The great thing about sport wagons is that the very thing that makes them useful-the extended cabin, the lengthened roofline terminating in an integrated roof lip spoiler-also makes them more aerodynamically efficient than sedans, all else being even, and beautiful. What a lovely arched back the Volvo has, a roofline smooth and curved like an archer's bow. The windshield rake is practically recumbent.

This is a brand again fully in control of its design language, and just about every millimeter of the Volvo looks preordained, as the shoulder lines and swage lines peel back in waves of aerodynamic coherence from the front grille opening. The oversized-for-safety vertical taillamps, glowing with light bars, beautifully frame the hatch's rear glass. The R-Design's grille and frame are tastefully blacked out, with the Volvo emblem and slash levitating in the center.

Why aren't wagons more popular in the U.S.? It helps to culturally deconstruct a bit: The estate form-what we Yanks call a wagon-is stitched into the European imagination of mobility, with romantic notions of holiday excursions on the continent and open itineraries. Estates are also a bit more subtle, a bit less showy. I myself am smitten by the self-evident practicality of an Alfa Romeo 156 Sport wagon or perhaps a Ferrari FF.

The new V60 offers three engine options: the T5 Drive-E, with a 2.0-liter, 240-hp in-line four, paired with an eight-speed transmission and front-wheel drive; the T5, with an oh-so-Volvo in-line five cylinder and all all-wheel drive; and the T6, with its piston-clubbing, turbo-boosted Viking six producing 354 pound-feet of torque at 3,000 rpm, with traction abetted by AWD. The T6's output requires the services of a heavier-duty six-speed Geartronic automatic with paddle shifters behind the steering wheel, if you care to use them.

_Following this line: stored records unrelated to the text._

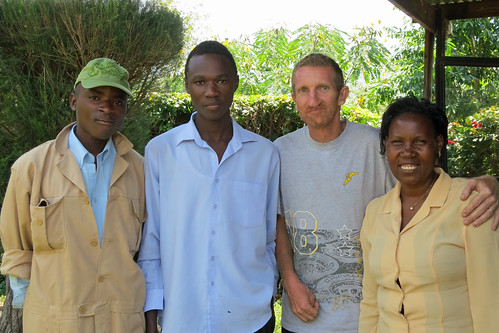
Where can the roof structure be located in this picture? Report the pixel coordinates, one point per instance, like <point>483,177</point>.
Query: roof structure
<point>429,13</point>
<point>434,16</point>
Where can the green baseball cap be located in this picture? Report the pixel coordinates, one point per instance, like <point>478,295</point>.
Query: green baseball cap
<point>104,72</point>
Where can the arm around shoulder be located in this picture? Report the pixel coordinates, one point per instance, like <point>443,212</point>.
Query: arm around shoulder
<point>485,204</point>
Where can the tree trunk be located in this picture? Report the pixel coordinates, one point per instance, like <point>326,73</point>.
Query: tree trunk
<point>11,320</point>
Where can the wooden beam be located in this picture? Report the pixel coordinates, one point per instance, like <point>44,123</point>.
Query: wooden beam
<point>428,64</point>
<point>420,11</point>
<point>470,61</point>
<point>468,10</point>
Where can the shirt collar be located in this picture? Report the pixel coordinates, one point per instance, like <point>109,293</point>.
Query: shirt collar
<point>190,133</point>
<point>81,153</point>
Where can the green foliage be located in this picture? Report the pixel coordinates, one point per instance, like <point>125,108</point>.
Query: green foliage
<point>266,64</point>
<point>43,46</point>
<point>474,145</point>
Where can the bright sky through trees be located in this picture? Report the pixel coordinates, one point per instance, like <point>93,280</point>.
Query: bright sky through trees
<point>233,18</point>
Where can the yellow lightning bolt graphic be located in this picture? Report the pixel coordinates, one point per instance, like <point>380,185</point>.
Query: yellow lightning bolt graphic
<point>349,177</point>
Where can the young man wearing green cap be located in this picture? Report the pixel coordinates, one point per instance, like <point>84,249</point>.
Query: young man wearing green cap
<point>72,217</point>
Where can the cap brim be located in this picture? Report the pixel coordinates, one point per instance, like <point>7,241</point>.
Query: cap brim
<point>95,84</point>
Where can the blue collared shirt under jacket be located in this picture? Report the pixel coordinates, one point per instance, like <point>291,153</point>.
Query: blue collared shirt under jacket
<point>208,248</point>
<point>97,180</point>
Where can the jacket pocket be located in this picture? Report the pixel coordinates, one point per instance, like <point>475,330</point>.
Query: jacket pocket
<point>140,217</point>
<point>248,204</point>
<point>48,226</point>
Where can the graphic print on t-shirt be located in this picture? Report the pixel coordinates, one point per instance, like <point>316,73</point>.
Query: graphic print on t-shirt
<point>329,261</point>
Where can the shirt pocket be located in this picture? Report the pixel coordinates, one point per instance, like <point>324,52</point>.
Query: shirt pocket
<point>48,226</point>
<point>248,204</point>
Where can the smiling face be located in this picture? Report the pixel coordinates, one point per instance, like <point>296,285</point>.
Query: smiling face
<point>100,113</point>
<point>211,83</point>
<point>316,97</point>
<point>411,149</point>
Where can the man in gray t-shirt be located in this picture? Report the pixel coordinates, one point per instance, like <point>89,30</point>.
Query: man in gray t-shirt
<point>330,170</point>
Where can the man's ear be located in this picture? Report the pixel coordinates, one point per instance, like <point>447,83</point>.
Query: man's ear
<point>72,101</point>
<point>343,95</point>
<point>236,83</point>
<point>440,144</point>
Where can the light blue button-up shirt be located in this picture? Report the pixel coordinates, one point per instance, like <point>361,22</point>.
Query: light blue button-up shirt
<point>208,250</point>
<point>97,182</point>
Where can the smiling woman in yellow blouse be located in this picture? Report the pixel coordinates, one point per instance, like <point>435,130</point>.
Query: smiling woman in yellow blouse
<point>418,275</point>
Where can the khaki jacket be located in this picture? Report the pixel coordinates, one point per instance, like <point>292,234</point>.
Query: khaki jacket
<point>50,237</point>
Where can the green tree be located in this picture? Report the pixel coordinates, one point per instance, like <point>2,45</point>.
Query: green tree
<point>45,43</point>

As commanded in Leviticus, all AWD Volvos will use the Haldex all-wheel drive system; the V60 R-Design's powertrain algorithms seem to have been tweaked to make the car brighter at the throttle, skittish even, and quicker to shift emphatic amounts of torque to the rear wheels, as needed to adjust pace and cornering attitude.

Should Volvo dealers somehow beguile shoppers to test-drive the V60 T6, they are going to saddle up one surprisingly quick car. Plant your right snow boot and the little wagon digs in with all four. The transmission's full-power shifts are a bit more deliberate than is usual with modern mechatronic automatics, but there's no disputing the car's rev-loving heart. The first two gear changes check through with authority.

But, you know, with 325 horsepower, 3,790-pound curb weight, summer tires and all-wheel drive, you would figure stomp-on-it acceleration would be this pony's one trick. Actually, the V60 T6 car is a courser: athletic, pointable, frisky but tamable, with firmly weighted and precise electric-assist steering, and really admirable overall balance, considering the nose-heavy weight distribution. You'd figure this thing would push like a pig and yet it seldom does.

In short, a fantastic car, hugely practical, dead sexy, super fun, a class act all the way.

But will Americans buy it? That would have to be a very cold day.